You don't need to be overly obsequious or solicitous about their personal life and such. Something like "Dear Professor X, Hello there. I am a student at University A working on Subject B. Though we have not corresponded before, I think you know my advisor, Professor Y. She encouraged me to contact you about my work on C." That's plenty of introduction; you could get away with less.




  • Try to write an initial email that the recipient can and will read completely as soon as they open it.


Thus you want it to be quite short, but not so short that it doesn't say anything.




  • Don't describe your work at length in the email. Instead, include files (of a reasonable length) and/or links to files or webpages. (If you have a webpage, you should put a link to it somewhere in your email!)




  • Make a clear request. Better: ask a math question.
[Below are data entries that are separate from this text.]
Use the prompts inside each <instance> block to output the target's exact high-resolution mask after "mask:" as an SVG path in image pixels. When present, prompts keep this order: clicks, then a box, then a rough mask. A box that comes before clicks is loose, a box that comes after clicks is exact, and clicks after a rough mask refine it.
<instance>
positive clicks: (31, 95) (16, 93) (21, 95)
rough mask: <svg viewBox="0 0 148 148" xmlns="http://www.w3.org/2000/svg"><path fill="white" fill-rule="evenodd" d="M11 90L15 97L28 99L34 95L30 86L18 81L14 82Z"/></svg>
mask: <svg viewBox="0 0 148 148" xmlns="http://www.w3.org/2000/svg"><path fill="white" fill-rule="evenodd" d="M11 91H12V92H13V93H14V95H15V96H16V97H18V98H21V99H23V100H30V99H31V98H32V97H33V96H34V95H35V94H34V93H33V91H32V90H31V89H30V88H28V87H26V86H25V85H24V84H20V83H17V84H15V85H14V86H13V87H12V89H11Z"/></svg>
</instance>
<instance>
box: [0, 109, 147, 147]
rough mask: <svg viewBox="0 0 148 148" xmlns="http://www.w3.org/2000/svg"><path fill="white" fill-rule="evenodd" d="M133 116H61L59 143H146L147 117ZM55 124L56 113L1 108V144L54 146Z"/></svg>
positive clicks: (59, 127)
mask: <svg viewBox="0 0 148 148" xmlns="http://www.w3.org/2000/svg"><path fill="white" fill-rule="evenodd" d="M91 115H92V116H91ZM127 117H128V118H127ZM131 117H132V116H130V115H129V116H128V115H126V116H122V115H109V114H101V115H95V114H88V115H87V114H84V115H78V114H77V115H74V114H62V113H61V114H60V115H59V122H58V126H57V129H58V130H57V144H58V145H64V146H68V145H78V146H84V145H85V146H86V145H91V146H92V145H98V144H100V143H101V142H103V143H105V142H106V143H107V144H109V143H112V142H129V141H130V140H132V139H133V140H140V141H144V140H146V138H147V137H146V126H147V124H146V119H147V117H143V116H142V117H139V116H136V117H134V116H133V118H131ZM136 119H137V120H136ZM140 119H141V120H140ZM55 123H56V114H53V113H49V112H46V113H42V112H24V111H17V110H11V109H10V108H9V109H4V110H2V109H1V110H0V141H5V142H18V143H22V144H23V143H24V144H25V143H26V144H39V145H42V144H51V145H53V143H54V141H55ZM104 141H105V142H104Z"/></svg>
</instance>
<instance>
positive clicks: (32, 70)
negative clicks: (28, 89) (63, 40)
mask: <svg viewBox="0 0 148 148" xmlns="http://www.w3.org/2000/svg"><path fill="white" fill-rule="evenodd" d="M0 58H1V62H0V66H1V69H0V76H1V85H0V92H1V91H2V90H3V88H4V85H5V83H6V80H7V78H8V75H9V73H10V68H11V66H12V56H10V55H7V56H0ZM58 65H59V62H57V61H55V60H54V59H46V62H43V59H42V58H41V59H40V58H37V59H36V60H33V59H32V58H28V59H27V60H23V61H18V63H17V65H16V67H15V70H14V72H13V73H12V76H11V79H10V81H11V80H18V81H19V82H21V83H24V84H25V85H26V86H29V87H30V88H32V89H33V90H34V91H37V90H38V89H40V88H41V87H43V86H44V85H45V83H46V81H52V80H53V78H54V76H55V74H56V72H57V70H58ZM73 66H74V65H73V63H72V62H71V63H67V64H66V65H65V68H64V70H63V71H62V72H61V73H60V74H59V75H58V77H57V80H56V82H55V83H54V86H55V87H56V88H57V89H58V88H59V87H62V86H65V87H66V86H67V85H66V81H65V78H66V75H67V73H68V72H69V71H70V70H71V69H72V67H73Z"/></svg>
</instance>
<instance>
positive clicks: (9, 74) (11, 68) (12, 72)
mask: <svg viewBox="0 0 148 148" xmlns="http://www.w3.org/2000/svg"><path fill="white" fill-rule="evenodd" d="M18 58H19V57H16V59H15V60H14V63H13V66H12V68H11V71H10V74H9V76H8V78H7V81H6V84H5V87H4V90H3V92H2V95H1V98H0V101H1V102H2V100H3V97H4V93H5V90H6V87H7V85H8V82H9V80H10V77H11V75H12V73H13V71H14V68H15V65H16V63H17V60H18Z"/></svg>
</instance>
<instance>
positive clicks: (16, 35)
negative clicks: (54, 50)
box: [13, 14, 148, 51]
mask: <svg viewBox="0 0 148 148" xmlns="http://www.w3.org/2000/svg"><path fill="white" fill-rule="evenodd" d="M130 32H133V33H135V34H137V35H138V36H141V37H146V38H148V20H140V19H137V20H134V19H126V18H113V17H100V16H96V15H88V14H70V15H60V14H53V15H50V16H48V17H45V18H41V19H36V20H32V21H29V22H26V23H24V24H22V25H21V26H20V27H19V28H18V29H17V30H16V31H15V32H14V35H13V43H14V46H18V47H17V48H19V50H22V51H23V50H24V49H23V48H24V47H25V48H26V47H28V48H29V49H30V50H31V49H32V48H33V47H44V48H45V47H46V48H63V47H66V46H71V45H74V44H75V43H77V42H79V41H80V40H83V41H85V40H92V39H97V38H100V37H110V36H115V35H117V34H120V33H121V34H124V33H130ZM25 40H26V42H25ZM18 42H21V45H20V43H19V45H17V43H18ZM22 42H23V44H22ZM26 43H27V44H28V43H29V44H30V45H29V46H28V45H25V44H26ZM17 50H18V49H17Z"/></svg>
If you include a 30 page paper and say "I'd be grateful for any comments you have": well, that's the sort of thing that I do to my good friends, and when I run into them the following year they politely apologize for not having finished it. Mathematicians like questions and -- here's a little psychological secret -- seem to regard a question mark as being much more compulsory of some sort of answer than most other people. (I am always amazed at how I can have a phone conversation or an email exchange with some non-academic type, ask a question, and their response completely ignores the fact that I asked them anything. To my eyes that is some kind of Jedi mind trick.) If you want to know whether X is true, ask them directly and right away whether X is true.


In fact, if you're not clear enough about what you want, it could go wrong in the other direction: some samaritan savant could reply with several typed pages that answer your question all too well and leave you without a thesis problem. (This is another good reason for getting help from your advisor.)